Siemens enregistre une confortable plus-value sur la cession de ses convertibles Atos
Siemens se comporte en investisseur avisé. Lors de la fusion réalisée mi-2011 entre sa filiale de services informatiques (SIS) et Atos, il avait reçu près de 15% du capital de la SSII française, plus 5,4 millions d’obligations convertibles Atos et une soulte en numéraire de 177 millions d’euros. Hier, le groupe industriel allemand a finalisé en quelques heures la cession de la totalité de ses convertibles Atos, une opération qu’il avait annoncée en début de journée. Confiée à Deutsche Bank, cette cession «a été effectuée dans le cadre d’un placement privé accéléré auprès d’investisseurs institutionnels», précise le communiqué de Siemens.

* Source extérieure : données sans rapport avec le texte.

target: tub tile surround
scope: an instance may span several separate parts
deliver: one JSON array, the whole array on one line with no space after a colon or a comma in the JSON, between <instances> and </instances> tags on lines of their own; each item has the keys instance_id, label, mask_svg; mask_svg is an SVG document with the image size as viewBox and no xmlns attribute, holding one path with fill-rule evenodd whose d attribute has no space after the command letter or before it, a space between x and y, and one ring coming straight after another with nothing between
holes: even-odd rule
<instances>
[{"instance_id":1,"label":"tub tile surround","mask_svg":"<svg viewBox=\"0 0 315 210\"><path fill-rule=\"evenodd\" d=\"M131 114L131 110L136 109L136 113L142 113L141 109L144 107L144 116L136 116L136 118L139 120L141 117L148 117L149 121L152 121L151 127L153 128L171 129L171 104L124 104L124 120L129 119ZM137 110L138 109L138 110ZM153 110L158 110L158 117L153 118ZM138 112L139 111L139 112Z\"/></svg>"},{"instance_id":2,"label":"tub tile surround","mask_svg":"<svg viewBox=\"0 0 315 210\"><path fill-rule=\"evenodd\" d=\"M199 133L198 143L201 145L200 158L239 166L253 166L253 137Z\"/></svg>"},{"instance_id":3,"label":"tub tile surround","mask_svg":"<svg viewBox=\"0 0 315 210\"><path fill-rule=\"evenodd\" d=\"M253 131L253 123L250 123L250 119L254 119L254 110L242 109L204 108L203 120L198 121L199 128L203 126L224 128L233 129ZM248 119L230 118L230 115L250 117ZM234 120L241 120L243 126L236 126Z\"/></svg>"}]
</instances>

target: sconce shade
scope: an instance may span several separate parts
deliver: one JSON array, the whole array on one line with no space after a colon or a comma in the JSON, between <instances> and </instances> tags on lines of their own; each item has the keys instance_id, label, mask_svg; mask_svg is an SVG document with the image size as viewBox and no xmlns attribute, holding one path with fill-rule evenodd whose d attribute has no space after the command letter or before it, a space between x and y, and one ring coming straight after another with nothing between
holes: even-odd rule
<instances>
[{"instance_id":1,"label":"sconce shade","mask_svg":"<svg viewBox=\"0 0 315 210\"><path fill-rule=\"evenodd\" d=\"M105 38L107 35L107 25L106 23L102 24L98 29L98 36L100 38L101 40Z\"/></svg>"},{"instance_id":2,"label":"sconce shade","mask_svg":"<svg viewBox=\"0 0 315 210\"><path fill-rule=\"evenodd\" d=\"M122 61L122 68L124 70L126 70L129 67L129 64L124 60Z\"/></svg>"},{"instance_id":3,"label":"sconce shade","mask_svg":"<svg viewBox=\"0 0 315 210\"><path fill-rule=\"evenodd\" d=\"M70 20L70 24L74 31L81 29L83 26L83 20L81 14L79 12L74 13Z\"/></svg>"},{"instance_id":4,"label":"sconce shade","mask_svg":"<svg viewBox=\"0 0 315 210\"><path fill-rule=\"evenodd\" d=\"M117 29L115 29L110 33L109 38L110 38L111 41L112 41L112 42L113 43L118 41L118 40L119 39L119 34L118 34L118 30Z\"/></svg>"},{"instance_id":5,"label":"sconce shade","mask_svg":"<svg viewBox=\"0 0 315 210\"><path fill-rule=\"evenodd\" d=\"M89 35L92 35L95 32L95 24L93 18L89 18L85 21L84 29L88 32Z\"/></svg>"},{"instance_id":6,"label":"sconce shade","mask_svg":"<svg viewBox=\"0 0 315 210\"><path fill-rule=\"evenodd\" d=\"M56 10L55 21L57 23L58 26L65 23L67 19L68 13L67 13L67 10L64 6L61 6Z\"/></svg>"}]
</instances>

Alors que la valeur nominale des convertibles Atos, qui viennent à échéance le 1er juillet 2016, s’élève au total à 250 millions d’euros (soit 46 euros par titre), Siemens indique que le produit de la cession, réalisée au prix de 56,44 euros par obligation, lui a rapporté «approximativement 304 millions d’euros», ce qui correspond à un gain de près de 22%. Considérant notamment «la très bonne coopération stratégique et opérationnelle entretenue avec Atos», il a l’intention de conserver sa participation directe de 15% dans la SSII, «conformément à ce qui a été initialement convenu entre les deux groupes».
Les analystes de CM-CIC Securities trouvent cette cession logique, étant donné que Siemens «n’avait pas vocation à monter au capital d’Atos» et que cela lui permet de profiter de la récente hausse du cours de l’action d’Atos, en progression de 8% depuis le mois de janvier et de 31% sur un an. Ils ajoutent que l’engagement de Siemens à conserver sa participation directe dans la SSII «devrait permettre d’éviter un ‘overhang’ (retour de papier) sur l’action», en jugeant cependant que le groupe allemand «n’a pas vocation à garder la totalité des 15% qu’il détient dans Atos à moyen terme».
Cette initiative ne surprend pas non plus le bureau d’analyse de Kepler, qui maintient son objectif de prix à 59 euros pour l’action Atos, en estimant que ce niveau pourrait être dépassé «uniquement en cas d’acquisition significative dans les systèmes de paiement ou les services informatiques». Il pronostique par ailleurs, comme pour le reste du secteur, une contraction de l’activité du groupe français au premier trimestre, «en raison d’un nombre plus faible de jours facturables».